DHS ditches unified financial management system

After two failed attempts at consolidating various features, the department determined that an integrated finance, acquisition and asset management solution is no longer a requirement.

Homeland Security plans to abandon construction of a combined finance, acquisition and asset management system at a departmentwide data center and instead bridge several systems, according to an internal e-mail obtained by Nextgov. The decision follows contract protests by incumbent vendors and a Web-based service provider.

In March, federal auditors upheld one of the complaints, filed by Global Computer Enterprises, which sells online financial reporting and accounting services in a cloud-like environment.

The Government Accountability Office ruled that DHS wrongly awarded CACI a $450 million contract for the work because the department changed system requirements in the middle of the vendor selection process without letting companies submit revised proposals, according to the GAO auditors' decision.

The information technology program, known as Transformation and Systems Consolidation, or TASC, was supposed to connect financial management systems across Homeland Security agencies to a central tool. Mid-competition, the Office of Management and Budget halted all agency financial system projects -- a categorically risky kind of IT endeavor -- to require that agencies either pare back each system's objectives or pull the plug.

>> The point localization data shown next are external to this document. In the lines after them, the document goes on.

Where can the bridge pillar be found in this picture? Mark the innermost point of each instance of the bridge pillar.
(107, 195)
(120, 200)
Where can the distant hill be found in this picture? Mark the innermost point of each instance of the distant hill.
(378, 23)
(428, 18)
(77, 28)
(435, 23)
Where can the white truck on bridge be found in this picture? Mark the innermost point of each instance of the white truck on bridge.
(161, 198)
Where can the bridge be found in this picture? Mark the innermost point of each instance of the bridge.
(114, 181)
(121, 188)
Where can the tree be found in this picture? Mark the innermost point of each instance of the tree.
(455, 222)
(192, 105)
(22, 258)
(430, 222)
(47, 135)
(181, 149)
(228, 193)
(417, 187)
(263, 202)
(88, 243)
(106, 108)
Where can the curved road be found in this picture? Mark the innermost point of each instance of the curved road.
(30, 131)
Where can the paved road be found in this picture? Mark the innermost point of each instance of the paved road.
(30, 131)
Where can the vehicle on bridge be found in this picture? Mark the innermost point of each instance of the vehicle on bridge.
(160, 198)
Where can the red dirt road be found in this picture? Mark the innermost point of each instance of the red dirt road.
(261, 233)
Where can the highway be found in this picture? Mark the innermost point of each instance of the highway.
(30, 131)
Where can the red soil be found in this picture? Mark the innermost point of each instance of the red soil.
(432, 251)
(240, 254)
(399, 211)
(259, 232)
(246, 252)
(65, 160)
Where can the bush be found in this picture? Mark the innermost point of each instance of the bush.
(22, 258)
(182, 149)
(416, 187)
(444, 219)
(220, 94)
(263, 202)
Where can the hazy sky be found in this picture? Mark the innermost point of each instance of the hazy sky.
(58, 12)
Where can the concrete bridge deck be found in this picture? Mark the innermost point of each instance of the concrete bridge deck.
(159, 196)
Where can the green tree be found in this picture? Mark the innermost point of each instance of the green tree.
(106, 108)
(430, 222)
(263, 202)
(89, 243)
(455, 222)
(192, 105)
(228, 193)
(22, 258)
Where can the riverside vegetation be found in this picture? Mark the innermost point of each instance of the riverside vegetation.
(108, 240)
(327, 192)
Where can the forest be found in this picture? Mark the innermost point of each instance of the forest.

DHS then narrowed the scope of TASC, originally projected to cost $1 billion, and opted only to transition the Federal Emergency Management Agency -- just 3 percent of the system's intended userbase -- to the new application during the first two years of the potentially 10-year project. The initial request for vendor proposals required transferring 20 percent of Homeland Security users during that first phase. Another departure from the first solicitation: DHS asked suppliers for a unified finance, acquisition and asset management model currently operational elsewhere in the government, but CACI had no integrated system up and running in another agency.

Global Computer Enterprises argued that, had Homeland Security allowed the company to submit a bid with the relaxed requirements, its offer would have come in at a different price-point and proposed a different technical approach.

GCE had once provided online financial management services to DHS' Transportation Security Administration and the U.S. Coast Guard and currently supports the Labor Department with a Web-based system that, unlike most cloud computing technology, is not available on a pay-per-use basis, but is as quick and easy to roll out, the company says.

The Obama administration is trying to shed 800 of the federal government's more than 2,000 expensive, energy-sapping data centers and outsource the computing to Web services companies. Homeland Security is slated to shutter 22 of its 24 server facilities by 2015, according to fiscal 2012 budget materials. Out of all the major agencies, DHS is expected to spend the most on cloud computing, potentially more than $2.4 billion over the next several years.

In overturning the CACI contract, GAO officials recommended that Homeland Security change its request for proposals to reflect the new system requirements and collect revised proposals from vendors. Besides CACI, Global Computer Enterprises was, perhaps, the only other viable bidder.

"In re-evaluating the solicitation, DHS has concluded . . . housing the system solution in the DHS enterprise data center is no longer a requirement," DHS Acting Chief Financial Officer Peggy Sherry wrote in an email to members of the federal CFO Council on Wednesday. "DHS no longer seeks an enterprise-wide or department-wide solution to be implemented through a single acquisition over a period of five to ten years. The department has determined that an already integrated finance, acquisition and asset management solution is no longer an absolute requirement."

Homeland Security officials were not immediately available to verify the e-mail's veracity.

Sherry's message continued, "There is still a critical need for a core financial system; therefore, the department is considering strategies that offer a core financial system and alternative means to integrate the remaining management systems for acquisitions and assets."

Sherry is scheduled to testify Friday before the House Oversight and Government Reform Subcommittee on Government Organization, Efficiency and Financial Management.

In response to reports that Homeland Security had killed TASC, committee chairman Rep. Todd Platts, R-Pa., issued a statement recalling the department's past failed effort to launch a comprehensive financial management system and voiced his intent to discuss the turn of events with Sherry.

"Ranking Member Ed Towns, D-N.Y., and I remember all too well the debate surrounding eMerge2, the financial systems project that was started in 2003 and abandoned after spending $9 million," Platts said. "The successor to eMerge2, TASC, was able to leverage some of that money, but there are certainly some sunk costs associated with these two failed attempts. If the department is taking a new approach, we look forward to hearing how that change in focus will help DHS reach its goals."